Es geht nicht um „fünf vor zwölf“. Es geht um die Stellung des Films hierzulande. Und wer meint, Vielfalt sei ein freiwilliges Extra, sollte ins Gesetz schauen: Das Filmförderungsgesetz beschreibt Film als Kultur- und Wirtschaftsgut. Vielfalt ist darin kein Nebensatz – sie ist Auftrag.
Keynote von Leonard Grobien (im Original):
Guten Tag,
mein Name ist Leonard Grobien. Ich bin Filmemacher und stehe auch als Schauspieler vor der Kamera. Heute spreche ich hier als Vorstand von Cast Me In.
Ich bin ein Kind der ersten Stunde dieses Netzwerks, das Tina Thiele ins Leben gerufen hat. Von Anfang an ging es uns um Sichtbarkeit – aber vor allem um Haltung.

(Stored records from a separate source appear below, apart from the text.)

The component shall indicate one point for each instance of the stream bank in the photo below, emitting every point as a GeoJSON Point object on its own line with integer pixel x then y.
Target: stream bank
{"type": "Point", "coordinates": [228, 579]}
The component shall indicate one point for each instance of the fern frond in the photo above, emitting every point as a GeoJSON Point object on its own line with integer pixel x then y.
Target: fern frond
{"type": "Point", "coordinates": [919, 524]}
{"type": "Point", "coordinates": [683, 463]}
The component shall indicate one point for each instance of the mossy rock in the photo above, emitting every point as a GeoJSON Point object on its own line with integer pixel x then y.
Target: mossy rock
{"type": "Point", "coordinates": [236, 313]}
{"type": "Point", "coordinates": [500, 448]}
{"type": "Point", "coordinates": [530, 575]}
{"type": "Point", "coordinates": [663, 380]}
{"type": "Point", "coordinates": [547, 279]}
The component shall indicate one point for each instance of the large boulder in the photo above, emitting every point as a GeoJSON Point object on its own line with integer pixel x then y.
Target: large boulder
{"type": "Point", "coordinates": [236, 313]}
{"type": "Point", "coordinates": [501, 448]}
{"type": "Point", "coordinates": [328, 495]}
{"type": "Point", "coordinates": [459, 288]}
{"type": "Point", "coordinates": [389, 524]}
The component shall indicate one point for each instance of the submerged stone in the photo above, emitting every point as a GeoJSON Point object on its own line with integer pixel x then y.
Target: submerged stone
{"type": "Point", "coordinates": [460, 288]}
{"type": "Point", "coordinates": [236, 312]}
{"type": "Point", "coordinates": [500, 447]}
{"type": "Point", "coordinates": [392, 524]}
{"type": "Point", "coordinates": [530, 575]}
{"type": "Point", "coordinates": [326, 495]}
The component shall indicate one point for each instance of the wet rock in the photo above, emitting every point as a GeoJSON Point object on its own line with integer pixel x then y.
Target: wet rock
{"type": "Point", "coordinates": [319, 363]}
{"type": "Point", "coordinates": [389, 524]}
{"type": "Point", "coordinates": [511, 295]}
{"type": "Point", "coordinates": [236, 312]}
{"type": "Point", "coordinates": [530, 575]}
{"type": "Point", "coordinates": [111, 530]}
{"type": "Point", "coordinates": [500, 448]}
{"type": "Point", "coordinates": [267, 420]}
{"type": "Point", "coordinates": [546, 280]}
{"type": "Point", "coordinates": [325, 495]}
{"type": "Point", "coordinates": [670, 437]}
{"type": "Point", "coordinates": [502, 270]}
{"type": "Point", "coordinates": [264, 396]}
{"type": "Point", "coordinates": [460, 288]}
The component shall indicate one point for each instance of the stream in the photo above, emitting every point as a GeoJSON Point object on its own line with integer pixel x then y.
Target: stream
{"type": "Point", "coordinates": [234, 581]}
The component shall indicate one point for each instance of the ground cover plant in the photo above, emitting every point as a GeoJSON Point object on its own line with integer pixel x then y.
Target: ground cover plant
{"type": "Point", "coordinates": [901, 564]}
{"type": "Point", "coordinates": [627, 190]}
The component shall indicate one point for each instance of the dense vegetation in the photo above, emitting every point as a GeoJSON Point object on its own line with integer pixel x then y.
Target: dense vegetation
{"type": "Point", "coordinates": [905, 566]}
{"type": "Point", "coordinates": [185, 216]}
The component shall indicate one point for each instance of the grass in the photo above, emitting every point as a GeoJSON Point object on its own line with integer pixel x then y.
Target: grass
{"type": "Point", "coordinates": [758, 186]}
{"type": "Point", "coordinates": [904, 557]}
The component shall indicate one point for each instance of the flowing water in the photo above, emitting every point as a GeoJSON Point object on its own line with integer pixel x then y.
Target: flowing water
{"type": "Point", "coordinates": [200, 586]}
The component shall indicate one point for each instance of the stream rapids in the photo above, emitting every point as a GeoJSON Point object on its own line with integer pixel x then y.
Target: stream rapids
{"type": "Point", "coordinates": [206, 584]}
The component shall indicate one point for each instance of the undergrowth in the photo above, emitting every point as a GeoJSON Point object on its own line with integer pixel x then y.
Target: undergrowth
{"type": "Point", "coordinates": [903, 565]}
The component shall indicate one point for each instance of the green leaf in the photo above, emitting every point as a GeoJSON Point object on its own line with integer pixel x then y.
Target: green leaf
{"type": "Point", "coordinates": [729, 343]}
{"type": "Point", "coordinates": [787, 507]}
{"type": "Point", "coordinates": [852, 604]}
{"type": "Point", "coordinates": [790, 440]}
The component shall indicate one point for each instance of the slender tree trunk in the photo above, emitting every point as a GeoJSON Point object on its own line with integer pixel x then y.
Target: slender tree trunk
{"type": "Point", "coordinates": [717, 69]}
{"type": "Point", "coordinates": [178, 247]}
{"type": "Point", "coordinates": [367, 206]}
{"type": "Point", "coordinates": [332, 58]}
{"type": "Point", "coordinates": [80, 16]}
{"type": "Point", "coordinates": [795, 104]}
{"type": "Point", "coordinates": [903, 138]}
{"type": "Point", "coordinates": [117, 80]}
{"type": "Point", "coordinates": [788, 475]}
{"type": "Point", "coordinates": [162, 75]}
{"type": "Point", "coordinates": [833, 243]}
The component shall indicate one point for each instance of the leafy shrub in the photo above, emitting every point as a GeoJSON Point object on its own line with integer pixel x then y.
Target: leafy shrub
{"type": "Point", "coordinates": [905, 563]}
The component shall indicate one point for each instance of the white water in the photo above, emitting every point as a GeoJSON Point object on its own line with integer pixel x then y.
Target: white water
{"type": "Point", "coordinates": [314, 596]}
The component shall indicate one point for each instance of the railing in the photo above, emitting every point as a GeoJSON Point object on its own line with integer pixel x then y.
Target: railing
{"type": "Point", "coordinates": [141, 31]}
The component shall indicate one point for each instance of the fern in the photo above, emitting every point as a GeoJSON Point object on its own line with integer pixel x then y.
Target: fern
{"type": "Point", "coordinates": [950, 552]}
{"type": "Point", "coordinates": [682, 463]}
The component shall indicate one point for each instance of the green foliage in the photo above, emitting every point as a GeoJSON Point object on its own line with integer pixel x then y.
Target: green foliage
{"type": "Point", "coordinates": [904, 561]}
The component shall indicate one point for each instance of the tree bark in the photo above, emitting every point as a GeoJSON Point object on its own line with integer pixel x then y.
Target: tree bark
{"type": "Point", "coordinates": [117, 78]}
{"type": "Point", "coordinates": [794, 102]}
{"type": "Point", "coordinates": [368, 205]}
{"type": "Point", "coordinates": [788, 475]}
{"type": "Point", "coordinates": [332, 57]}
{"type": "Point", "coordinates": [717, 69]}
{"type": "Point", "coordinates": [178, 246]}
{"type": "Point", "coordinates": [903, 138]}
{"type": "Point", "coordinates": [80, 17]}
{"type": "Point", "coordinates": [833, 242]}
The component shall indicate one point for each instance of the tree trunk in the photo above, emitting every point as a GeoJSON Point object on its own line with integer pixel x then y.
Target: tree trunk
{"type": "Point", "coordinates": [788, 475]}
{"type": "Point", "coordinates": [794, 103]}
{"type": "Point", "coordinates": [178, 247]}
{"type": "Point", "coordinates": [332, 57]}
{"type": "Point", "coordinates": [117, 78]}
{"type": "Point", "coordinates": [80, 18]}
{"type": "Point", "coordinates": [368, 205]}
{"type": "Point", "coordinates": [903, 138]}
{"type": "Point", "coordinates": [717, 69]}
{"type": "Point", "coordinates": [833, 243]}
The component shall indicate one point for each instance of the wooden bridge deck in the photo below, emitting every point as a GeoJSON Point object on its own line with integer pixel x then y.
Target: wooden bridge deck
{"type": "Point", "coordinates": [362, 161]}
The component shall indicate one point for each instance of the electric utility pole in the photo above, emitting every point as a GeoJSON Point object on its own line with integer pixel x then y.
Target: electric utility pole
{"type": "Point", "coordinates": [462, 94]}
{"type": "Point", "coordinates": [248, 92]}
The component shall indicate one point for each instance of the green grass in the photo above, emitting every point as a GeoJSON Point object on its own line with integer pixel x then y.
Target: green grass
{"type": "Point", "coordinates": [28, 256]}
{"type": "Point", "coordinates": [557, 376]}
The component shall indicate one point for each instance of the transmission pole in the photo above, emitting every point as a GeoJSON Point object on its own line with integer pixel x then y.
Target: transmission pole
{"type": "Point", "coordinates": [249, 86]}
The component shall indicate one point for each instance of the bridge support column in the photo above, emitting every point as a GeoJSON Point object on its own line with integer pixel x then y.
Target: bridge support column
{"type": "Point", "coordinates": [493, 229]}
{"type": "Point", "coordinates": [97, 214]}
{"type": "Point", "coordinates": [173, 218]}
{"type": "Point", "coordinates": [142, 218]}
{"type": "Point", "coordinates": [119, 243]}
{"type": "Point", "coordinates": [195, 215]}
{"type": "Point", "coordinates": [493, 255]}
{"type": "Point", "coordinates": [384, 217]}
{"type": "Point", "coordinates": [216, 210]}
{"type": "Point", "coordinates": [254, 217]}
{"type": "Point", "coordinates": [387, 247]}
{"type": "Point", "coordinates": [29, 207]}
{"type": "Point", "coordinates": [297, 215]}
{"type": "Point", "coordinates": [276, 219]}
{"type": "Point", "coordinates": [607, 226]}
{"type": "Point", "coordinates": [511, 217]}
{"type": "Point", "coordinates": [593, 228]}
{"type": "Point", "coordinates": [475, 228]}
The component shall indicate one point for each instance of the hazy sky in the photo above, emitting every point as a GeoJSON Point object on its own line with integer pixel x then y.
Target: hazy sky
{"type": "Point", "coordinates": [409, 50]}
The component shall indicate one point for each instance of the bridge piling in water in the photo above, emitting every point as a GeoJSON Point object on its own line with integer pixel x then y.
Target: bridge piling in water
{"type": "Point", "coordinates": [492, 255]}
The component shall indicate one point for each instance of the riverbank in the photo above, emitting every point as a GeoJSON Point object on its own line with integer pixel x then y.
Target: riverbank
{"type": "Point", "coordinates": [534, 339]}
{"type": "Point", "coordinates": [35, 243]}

Wir verstehen uns nicht über Defizite. Wir sind Talente. Talente, die auch eine Behinderung haben.
Und vor allem haben wir Perspektiven. Perspektiven, die wir für wichtig halten – weil wir die Welt aus unterschiedlichen Blickwinkeln erzählen. Denn wir sind viele. Wir sind intersektional vielfältig.
Und dieser Kongress konnte nur stattfinden, weil wir ihn gemeinsam mit unseren Freund*innen und Partnerverbänden möglich gemacht haben. Wir sind ein Wald. Und ein Wald lebt von Vielfalt – nicht von Monokultur.
Leonard Grobien, Vorstand Cast Me In e.V.
© Anna Spindelndreier
Monokultur bedeutet: nur eine Perspektive, nur eine Norm, nur ein Maßstab. Doch eine vielfältige Gesellschaft braucht unterschiedliche Stimmen, Erfahrungen und Körper. Nur so entsteht ein vollständiges Bild unserer Realität.
Lasst uns das klar sagen: Vielfalt ist kein Luxus. Vielfalt ist ein wirtschaftlicher und kultureller Wert. § 2 des Filmförderungsgesetzes bestimmt, dass die Filmförderungsanstalt Maßnahmen zur Förderung des deutschen Films durchführt, die wirtschaftliche Lage der Filmwirtschaft verbessert und die kulturelle Ausstrahlung des deutschen Films stärkt.
Wenn wir also über Förderung sprechen, sprechen wir auch über strukturelle Voraussetzungen – darüber, wer Zugang erhält und wer sichtbar wird. Es geht um faire Teilhabe – vor und hinter der Kamera.
Wenn Inklusion am Ende nur „mitgedacht“ wird, wenn sie ein Zusatz bleibt, ein Unterpunkt,
eine Fußnote – dann fehlt etwas Entscheidendes.Dann fehlt die Freiheit der bereichernden Vielfalt. Dann fehlt das ganze Bild.